Витраж представлял собой поясной портрет Вечного. Бессмертный повелитель Часовой Империи был изображён прекрасным юношей с развевающимися по ветру золотыми кудрями, в белоснежном мундире с алыми эполетами. В одной руке Вечный держал раскрытую книгу, другую поднял в жесте благословения. Над головой императора сиял нимб в форме шестерёнки.

– Клянусь Вечностью и Небытием… – затянул управитель, прижав растопыренную волосатую пятерню к груди. И все остальные присоединились к нему, впрочем, хмуро и без вдохновения. Геруд ревностно заботился о патриотизме своих рабочих, для чего развесил по всему заводу плакаты с Вечным, и постоянно устраивал то одному, то другому цеху Минуту Верности.

– …Перед лицом Вечного, господина и заступника нашего, клянусь служить Империи, – положив руку на сердце, повторял Коул слова имперской присяги. – Клянусь исполнить свой долг перед державой и Вечным…

– Клянусь трудиться на благо Империи! – вторили голоса вокруг, разносясь гулким эхом под сводами. – Клянусь защищать свою державу и бороться с её врагами! Клянусь ценить своё время, ибо время моё и жизнь моя принадлежат Империи!

– До последнего вздоха в моей груди, – привычно вымолвил Коул. – До последней капли крови в моем сердце. До последней секунды на моих часах.

– Да будет так! – завершил клятву Геруд, единственный из всех, говоривший вдохновенно: и зажмурился от избытка чувств. По щеке его скатилась слезинка и затерялась в усах.

В раздевалке было людно и шумно: хлопали железные дверцы шкафчиков, звучал мальчишеский гомон. Неожиданно все звуки перекрыло дребезжание звонка, раскатившееся по коридорам.

– Получка! Получка пришла! – Ребята толпой повалили на выход. Шкафчик Коула был дальше всех от дверей: ругнувшись, он забросил на плечо ремешок сумки и кинулся за остальными… И всё равно оказался чуть ли не в конце очереди к маленькому окошку в стене.

Очередь тянулась до жутиков долго – Коул раздражённо кусал губу и притопывал ногой, чувствуя, как утекают секунды. Одни мальчишки отходили довольные, другие хмурились и ворчали… Но вот, наконец, и Коул шагнул к окошку. «ВРЕМЯ – ДЕНЬГИ!», гласил выложенный над ним чеканными бронзовыми буквами девиз.
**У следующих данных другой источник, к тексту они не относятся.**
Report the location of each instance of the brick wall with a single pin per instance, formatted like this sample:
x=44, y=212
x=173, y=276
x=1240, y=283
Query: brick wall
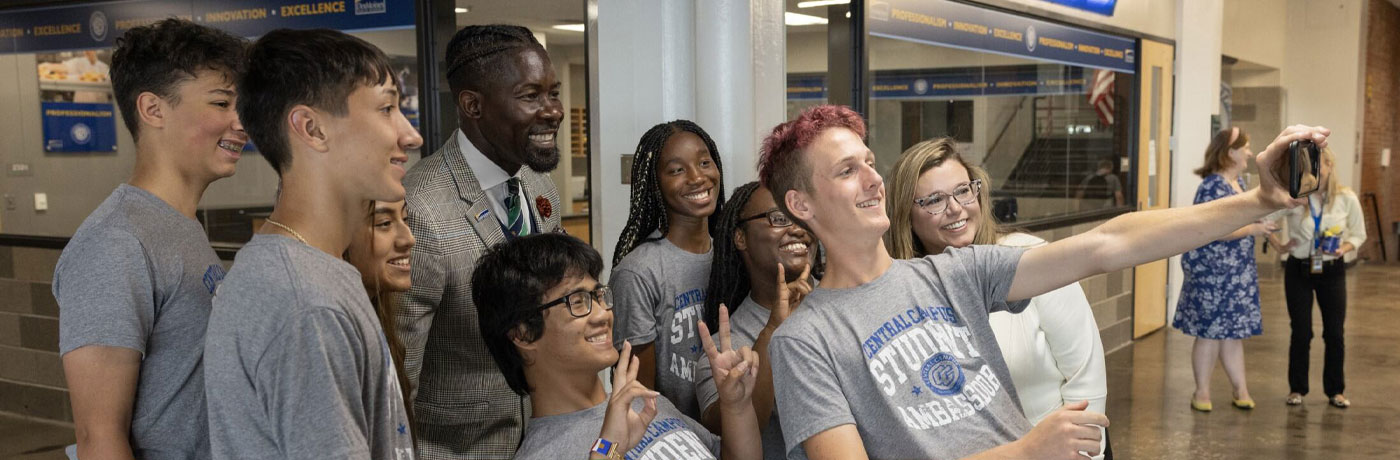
x=31, y=374
x=1382, y=125
x=1109, y=294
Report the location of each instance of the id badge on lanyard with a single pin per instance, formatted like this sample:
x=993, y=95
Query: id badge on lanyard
x=1316, y=259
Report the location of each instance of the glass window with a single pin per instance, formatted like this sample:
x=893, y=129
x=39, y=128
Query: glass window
x=58, y=58
x=807, y=52
x=1054, y=137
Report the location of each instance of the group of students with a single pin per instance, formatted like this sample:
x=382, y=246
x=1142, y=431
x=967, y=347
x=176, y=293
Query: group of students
x=441, y=313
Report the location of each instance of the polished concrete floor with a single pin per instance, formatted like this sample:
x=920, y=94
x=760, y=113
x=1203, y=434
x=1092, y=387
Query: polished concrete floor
x=1151, y=383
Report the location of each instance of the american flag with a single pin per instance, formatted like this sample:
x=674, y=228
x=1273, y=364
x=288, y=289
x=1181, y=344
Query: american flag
x=1101, y=95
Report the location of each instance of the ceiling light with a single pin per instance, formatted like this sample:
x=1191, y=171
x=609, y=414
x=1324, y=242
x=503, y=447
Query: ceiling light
x=819, y=3
x=794, y=18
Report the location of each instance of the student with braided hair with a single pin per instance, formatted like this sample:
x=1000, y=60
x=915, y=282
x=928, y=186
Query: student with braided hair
x=758, y=246
x=487, y=183
x=662, y=259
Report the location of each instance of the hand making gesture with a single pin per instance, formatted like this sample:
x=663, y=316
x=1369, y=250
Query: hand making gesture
x=734, y=369
x=622, y=424
x=790, y=294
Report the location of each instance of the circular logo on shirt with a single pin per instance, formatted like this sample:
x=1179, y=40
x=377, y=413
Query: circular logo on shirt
x=942, y=374
x=97, y=25
x=80, y=133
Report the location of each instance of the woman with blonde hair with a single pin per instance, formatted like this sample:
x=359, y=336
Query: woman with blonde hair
x=1316, y=266
x=1053, y=348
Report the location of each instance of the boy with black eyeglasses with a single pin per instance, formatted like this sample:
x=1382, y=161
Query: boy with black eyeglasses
x=548, y=323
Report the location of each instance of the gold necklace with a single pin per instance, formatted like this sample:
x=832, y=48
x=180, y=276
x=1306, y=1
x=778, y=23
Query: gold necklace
x=290, y=231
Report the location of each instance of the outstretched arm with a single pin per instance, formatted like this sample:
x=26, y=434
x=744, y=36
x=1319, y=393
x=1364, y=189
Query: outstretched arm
x=1143, y=236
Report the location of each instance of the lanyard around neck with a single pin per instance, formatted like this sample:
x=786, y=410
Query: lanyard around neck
x=1316, y=214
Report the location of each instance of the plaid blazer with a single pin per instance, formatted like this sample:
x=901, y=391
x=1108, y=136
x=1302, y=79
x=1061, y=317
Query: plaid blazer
x=461, y=401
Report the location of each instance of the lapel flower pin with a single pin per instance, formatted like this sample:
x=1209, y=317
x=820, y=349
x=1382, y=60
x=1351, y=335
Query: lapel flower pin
x=542, y=204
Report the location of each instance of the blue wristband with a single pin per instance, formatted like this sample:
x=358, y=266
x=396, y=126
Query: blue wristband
x=604, y=446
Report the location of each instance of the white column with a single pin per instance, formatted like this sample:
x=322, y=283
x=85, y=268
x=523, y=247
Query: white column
x=644, y=60
x=1322, y=77
x=718, y=63
x=724, y=83
x=1197, y=98
x=769, y=77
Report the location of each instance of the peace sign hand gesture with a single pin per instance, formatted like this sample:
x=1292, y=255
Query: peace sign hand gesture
x=622, y=424
x=735, y=371
x=790, y=294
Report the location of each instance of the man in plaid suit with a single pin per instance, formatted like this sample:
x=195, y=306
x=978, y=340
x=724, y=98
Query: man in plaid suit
x=487, y=183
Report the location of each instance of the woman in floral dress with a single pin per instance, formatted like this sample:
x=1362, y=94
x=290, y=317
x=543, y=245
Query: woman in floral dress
x=1220, y=297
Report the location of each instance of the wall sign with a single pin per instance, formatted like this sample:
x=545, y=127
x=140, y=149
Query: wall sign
x=955, y=83
x=1103, y=7
x=98, y=25
x=959, y=25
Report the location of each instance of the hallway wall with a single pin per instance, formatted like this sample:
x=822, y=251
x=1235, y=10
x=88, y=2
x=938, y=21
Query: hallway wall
x=1382, y=125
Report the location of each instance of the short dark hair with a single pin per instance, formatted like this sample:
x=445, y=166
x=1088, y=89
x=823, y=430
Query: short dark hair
x=160, y=56
x=508, y=284
x=475, y=52
x=1217, y=154
x=314, y=67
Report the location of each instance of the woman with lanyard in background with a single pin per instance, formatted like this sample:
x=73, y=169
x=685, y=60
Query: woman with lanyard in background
x=1319, y=236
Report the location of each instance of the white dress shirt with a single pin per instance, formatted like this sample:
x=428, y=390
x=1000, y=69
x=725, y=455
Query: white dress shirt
x=1052, y=348
x=1344, y=211
x=492, y=179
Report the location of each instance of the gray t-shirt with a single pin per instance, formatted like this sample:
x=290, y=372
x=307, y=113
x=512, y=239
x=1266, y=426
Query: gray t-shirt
x=297, y=362
x=909, y=358
x=669, y=436
x=660, y=291
x=137, y=274
x=745, y=325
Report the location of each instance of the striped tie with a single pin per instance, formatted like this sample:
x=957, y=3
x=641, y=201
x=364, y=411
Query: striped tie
x=514, y=221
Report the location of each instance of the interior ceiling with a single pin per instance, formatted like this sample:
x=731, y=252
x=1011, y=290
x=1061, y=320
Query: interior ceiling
x=539, y=16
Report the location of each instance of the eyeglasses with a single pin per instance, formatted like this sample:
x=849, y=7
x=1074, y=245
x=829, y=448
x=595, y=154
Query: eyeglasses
x=581, y=302
x=937, y=203
x=776, y=218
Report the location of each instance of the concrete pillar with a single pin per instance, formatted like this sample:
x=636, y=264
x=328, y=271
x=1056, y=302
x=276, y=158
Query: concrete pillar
x=1322, y=77
x=716, y=62
x=1197, y=97
x=724, y=84
x=769, y=39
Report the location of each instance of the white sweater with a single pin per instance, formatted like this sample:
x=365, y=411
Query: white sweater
x=1052, y=348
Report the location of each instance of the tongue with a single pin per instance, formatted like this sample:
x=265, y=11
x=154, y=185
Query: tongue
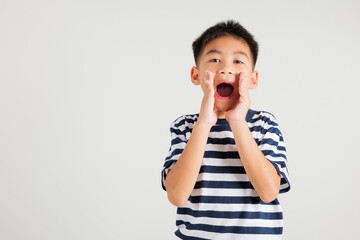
x=224, y=90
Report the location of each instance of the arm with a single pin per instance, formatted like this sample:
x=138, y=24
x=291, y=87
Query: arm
x=181, y=179
x=262, y=174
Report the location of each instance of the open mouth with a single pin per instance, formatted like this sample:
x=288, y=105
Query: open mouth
x=224, y=89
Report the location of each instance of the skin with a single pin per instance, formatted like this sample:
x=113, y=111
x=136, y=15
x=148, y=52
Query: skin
x=223, y=59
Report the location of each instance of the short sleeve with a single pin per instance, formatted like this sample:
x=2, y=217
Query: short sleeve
x=178, y=131
x=273, y=147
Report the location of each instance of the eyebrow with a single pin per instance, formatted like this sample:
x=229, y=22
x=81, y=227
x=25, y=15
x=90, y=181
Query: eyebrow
x=219, y=52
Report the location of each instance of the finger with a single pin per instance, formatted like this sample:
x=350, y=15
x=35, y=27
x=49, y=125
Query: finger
x=209, y=79
x=242, y=85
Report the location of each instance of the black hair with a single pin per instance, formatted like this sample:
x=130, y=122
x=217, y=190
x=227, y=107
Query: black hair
x=228, y=28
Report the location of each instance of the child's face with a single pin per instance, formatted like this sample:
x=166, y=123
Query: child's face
x=226, y=57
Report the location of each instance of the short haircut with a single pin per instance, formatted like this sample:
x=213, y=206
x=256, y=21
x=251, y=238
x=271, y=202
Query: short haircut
x=228, y=28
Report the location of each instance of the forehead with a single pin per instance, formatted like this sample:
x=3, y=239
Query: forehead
x=227, y=44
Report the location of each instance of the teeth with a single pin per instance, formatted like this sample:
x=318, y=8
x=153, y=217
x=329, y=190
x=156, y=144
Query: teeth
x=224, y=89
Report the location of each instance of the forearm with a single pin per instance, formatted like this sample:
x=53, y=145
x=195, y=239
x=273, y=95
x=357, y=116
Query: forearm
x=181, y=179
x=262, y=174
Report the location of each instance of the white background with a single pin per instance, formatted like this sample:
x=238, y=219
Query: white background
x=88, y=90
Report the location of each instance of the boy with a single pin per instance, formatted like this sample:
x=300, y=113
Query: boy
x=227, y=164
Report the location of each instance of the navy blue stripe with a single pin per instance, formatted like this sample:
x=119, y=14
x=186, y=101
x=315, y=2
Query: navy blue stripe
x=230, y=200
x=232, y=229
x=231, y=214
x=271, y=142
x=223, y=184
x=221, y=141
x=222, y=155
x=222, y=169
x=182, y=236
x=275, y=155
x=176, y=141
x=220, y=128
x=175, y=152
x=264, y=131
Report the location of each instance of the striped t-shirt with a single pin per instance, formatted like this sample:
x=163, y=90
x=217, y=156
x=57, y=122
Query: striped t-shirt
x=223, y=203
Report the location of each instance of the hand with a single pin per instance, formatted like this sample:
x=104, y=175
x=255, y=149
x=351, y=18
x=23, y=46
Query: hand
x=208, y=113
x=238, y=113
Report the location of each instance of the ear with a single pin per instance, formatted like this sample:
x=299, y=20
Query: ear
x=254, y=79
x=195, y=76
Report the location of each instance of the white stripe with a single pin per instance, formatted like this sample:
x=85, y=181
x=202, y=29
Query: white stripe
x=222, y=134
x=228, y=236
x=233, y=207
x=223, y=147
x=223, y=177
x=222, y=162
x=273, y=148
x=272, y=223
x=224, y=192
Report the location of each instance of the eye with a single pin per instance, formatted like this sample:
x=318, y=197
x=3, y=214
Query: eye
x=215, y=60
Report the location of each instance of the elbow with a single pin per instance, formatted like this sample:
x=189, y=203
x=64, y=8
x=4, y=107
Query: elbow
x=268, y=198
x=178, y=200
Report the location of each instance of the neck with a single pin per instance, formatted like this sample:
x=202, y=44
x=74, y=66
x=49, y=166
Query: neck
x=221, y=115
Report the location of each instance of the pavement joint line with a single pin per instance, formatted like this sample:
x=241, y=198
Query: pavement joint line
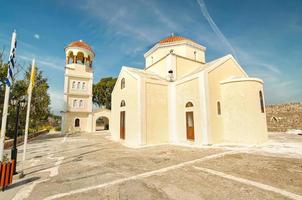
x=252, y=183
x=139, y=176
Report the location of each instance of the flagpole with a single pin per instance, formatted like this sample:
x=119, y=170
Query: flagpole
x=30, y=88
x=5, y=105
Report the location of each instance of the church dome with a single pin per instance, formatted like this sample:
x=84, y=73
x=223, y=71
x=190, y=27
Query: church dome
x=81, y=44
x=172, y=38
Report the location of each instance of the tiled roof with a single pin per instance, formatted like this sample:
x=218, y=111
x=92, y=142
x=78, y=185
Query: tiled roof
x=172, y=38
x=81, y=44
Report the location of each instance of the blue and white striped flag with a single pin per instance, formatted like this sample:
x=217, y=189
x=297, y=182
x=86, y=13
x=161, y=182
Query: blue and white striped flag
x=11, y=62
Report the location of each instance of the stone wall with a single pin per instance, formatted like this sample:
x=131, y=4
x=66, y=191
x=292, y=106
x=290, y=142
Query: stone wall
x=283, y=117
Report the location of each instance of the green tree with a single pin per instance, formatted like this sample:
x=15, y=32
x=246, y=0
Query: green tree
x=102, y=92
x=39, y=103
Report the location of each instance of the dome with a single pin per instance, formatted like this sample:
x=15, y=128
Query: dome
x=172, y=38
x=80, y=44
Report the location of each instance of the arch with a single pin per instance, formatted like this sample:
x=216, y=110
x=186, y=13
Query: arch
x=102, y=123
x=101, y=119
x=70, y=56
x=77, y=122
x=75, y=103
x=88, y=61
x=80, y=58
x=261, y=101
x=123, y=103
x=189, y=104
x=123, y=83
x=218, y=108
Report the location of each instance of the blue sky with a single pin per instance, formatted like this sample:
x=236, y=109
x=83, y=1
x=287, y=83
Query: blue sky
x=264, y=35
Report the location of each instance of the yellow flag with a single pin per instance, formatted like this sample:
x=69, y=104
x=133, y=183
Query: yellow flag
x=32, y=78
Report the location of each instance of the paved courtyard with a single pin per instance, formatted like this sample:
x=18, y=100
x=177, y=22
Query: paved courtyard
x=91, y=166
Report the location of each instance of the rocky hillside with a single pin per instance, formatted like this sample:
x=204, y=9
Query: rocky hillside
x=283, y=117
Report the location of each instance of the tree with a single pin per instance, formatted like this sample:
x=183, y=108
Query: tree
x=39, y=104
x=102, y=92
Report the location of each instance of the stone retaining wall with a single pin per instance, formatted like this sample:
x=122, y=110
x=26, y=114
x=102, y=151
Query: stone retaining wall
x=283, y=117
x=9, y=143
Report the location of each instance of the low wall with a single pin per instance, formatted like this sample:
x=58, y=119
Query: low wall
x=283, y=117
x=9, y=143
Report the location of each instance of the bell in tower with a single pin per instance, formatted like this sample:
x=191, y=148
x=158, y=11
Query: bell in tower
x=77, y=113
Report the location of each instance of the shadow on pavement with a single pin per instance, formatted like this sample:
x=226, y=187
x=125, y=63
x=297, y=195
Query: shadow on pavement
x=22, y=182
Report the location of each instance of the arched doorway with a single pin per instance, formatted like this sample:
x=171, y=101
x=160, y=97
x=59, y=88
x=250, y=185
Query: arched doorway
x=77, y=122
x=102, y=123
x=190, y=121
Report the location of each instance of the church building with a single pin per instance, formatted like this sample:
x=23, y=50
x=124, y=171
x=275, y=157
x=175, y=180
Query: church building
x=177, y=98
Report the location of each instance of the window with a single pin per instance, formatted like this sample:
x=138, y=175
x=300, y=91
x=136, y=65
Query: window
x=261, y=101
x=75, y=103
x=77, y=122
x=123, y=83
x=218, y=108
x=189, y=104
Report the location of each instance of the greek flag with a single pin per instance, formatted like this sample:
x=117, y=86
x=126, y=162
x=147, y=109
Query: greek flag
x=11, y=62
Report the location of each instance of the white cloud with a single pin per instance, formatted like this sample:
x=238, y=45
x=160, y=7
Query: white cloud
x=37, y=36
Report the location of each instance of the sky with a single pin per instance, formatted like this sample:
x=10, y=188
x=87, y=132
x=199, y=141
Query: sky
x=265, y=36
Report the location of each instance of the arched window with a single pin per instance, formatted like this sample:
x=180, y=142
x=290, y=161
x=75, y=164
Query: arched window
x=75, y=103
x=77, y=122
x=80, y=58
x=189, y=104
x=261, y=101
x=218, y=108
x=123, y=83
x=70, y=57
x=88, y=61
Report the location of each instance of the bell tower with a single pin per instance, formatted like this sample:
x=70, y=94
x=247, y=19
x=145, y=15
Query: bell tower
x=77, y=113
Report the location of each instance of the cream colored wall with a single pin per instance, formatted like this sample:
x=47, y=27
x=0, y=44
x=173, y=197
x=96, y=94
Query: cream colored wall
x=224, y=71
x=101, y=113
x=185, y=66
x=159, y=68
x=157, y=131
x=82, y=73
x=69, y=122
x=130, y=95
x=242, y=117
x=188, y=91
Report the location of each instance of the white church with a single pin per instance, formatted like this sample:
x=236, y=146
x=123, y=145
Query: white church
x=177, y=98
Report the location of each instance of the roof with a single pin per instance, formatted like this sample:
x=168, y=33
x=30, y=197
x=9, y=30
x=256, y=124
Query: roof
x=144, y=74
x=173, y=38
x=81, y=44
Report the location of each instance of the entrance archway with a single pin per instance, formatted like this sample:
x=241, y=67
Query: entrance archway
x=102, y=123
x=101, y=120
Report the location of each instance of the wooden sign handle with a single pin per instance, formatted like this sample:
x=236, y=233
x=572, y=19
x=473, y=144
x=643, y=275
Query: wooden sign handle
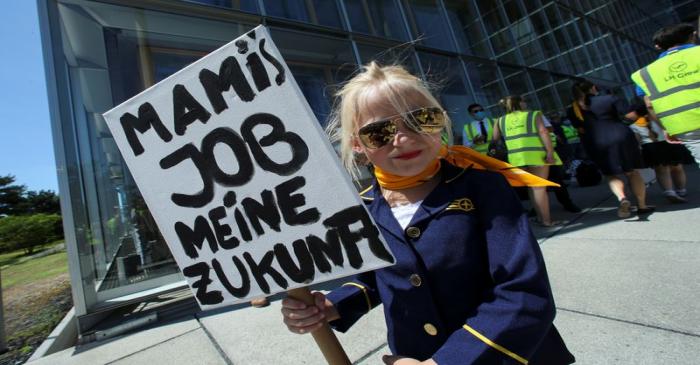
x=325, y=338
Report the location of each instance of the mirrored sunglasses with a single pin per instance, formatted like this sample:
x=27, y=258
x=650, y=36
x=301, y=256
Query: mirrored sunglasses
x=423, y=120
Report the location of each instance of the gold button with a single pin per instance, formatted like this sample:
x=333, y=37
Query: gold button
x=430, y=329
x=413, y=232
x=415, y=280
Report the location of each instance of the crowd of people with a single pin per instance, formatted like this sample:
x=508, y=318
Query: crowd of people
x=617, y=136
x=469, y=285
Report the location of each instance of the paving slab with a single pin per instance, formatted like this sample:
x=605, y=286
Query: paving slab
x=596, y=341
x=650, y=282
x=104, y=352
x=190, y=348
x=258, y=336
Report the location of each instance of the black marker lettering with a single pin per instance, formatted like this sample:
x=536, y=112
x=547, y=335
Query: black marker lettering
x=304, y=273
x=201, y=270
x=237, y=145
x=267, y=212
x=260, y=77
x=230, y=75
x=147, y=118
x=322, y=251
x=299, y=149
x=186, y=109
x=279, y=79
x=241, y=291
x=242, y=226
x=192, y=240
x=201, y=198
x=289, y=203
x=222, y=230
x=341, y=222
x=263, y=267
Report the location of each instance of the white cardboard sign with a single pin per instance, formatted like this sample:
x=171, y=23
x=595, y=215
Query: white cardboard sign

– Предъявите номер!.. Предъявите номер!.. – проскрипел неживой голос из громкоговорителя под потолком. Коул размотал повязку на левом запястье (горожане побогаче носили на руке модные кожаные или вышитые напульсники, бедные просто заматывали руку тряпочкой) и обнажил свои Часы.

Часы были вделаны прямо в кожу руки, на тыльной стороне запястья. Простая бронзовая оправа, застеклённый циферблат с кругом делений и блестящими стрелками: никаких фигурных завитушек и узоров, какими украшены часы богачей. На оправе крошечными значками был отчеканен код – 21-ВП-575168. Вечерняя Провинция, Двадцать первый округ, и личный часовой номер. В нижней части циферблата был ряд из десяти маленьких квадратных окошек, в которых светились фосфорные циферки:

000.013.07.31.

Коул привычно сунул руку в тёмное окошко. Внутри мигнул и погас красный свет, как будто моргнул чей-то огненный глаз: в стене что-то провернулось, застрекотало и зазвенело – и в его подставленную ладонь просыпалась пригоршня монеток.

Коул пересчитал заработок. Монеты все были одной величины и казались отлитыми из стекла. Несколько монеток были совсем прозрачными, другие более мутные; а две – совсем непрозрачные, молочно-белые – светились изнутри неярким, но тёплым жёлтым светом. Что ж, бывало и меньше.

– Время – моё! – прошептал Коул, прикрыв глаза и сжав монеты в кулаке. Ладонь обожгло холодом, кольнуло в пальцы, по руке разлилось странное онемение… и всё прошло. Он разжал пустую ладонь – монеты исчезли. На пальцах Коула блеснули крошечные металлические кружочки, похожие на шляпки гвоздей, впечатанные в кожу: по одному на кончиках пальцев, и ещё три на самой ладони. Вместе они казались причудливым созвездием.

Мальчишка взглянул на часы. Циферки в окошках сменились: 000.075.15.43. Годы-дни-часы-минуты. Два месяца, восемь часов и двенадцать минут – столько составлял его заработок, и на столько увеличилось отпущенное ему время жизни.

Время было единственной валютой Часовой Империи. Монеты были отчеканены из Времени, обращённого в вещество, и снова обернулись чистым временем. Такой силой обладали Часы, встроенные в руку каждого жителя Империи и дающие возможность как получать за свой труд дни, часы и годы жизни – так и расплачиваться ими.

* * *

На выходе учётчик за стеклянной перегородкой проверил часовой номер Коула и черканул напротив имени в толстой книге. Рабочий день наконец-то закончился.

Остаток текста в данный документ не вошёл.